Why did Johnson & Johnson start making shaving cream in 1907?
, Chief Historian: In the early 20th century, most men used cake soap and a shaving brush to lather up their faces. This was a messy way to deal with a daily skincare chore, plus it was unhygienic because the damp cakes of soap harbored germs.
Since its founding, Johnson & Johnson has been dedicated to devising solutions for unmet healthcare needs, as well as creating products that can make people’s lives easier and safer. So Johnson’s® Shaving Cream Soap was a no-brainer for the company.
The new shaving cream was packaged in sealed, capped, collapsible tubes, so it was more sanitary than cake soap, and more portable.
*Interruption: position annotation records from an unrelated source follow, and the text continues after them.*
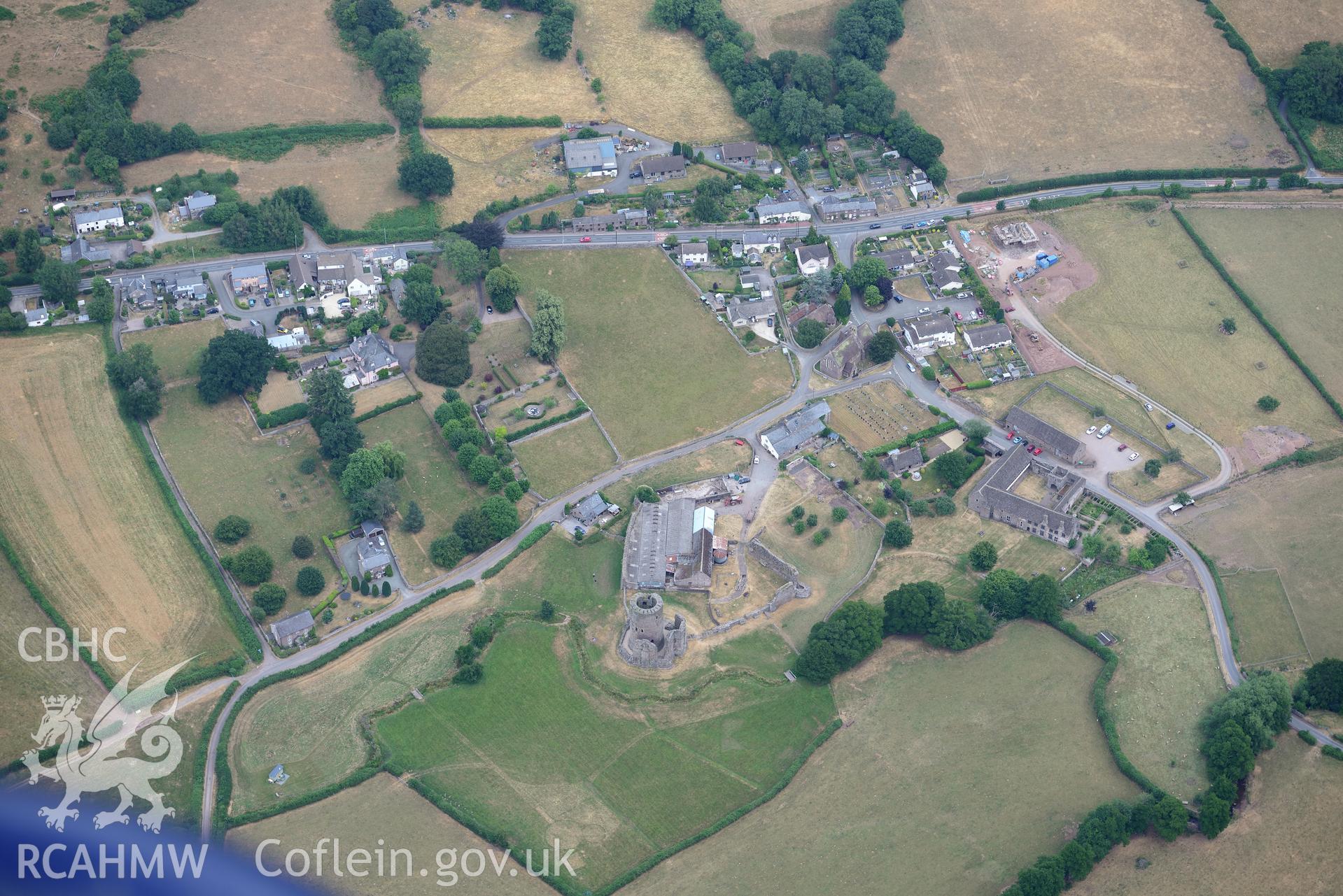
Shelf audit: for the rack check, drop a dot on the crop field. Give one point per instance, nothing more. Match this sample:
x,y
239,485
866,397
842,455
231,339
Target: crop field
x,y
433,479
1277,31
1167,675
495,162
878,415
225,466
831,569
1074,82
561,459
1179,356
178,348
328,745
384,811
1287,834
967,817
262,76
1263,618
355,181
1267,523
1286,260
779,24
568,761
644,353
27,683
83,511
637,62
And it generated a nice, thick lather that made shaving more comfortable.
Despite the fact that the soap was introduced in the middle of an economic depression, known as the Panic of 1907, and consumers were keeping a close eye on their spending, the company successfully convinced men to purchase the product by giving out free samples at pharmacies and through ads billing it as a "shaving delight" from a "product of science."
One group that didn’t need convincing to try it: soldiers fighting in World War I.
Muddy trench warfare wasn’t conducive to the old way of shaving, especially with a lack of access to clean water. Johnson & Johnson employees serving overseas were enthusiastic ambassadors for the product and helped spread the word by asking stateside co-workers to send Johnson’s® Shaving Cream Soap in care packages.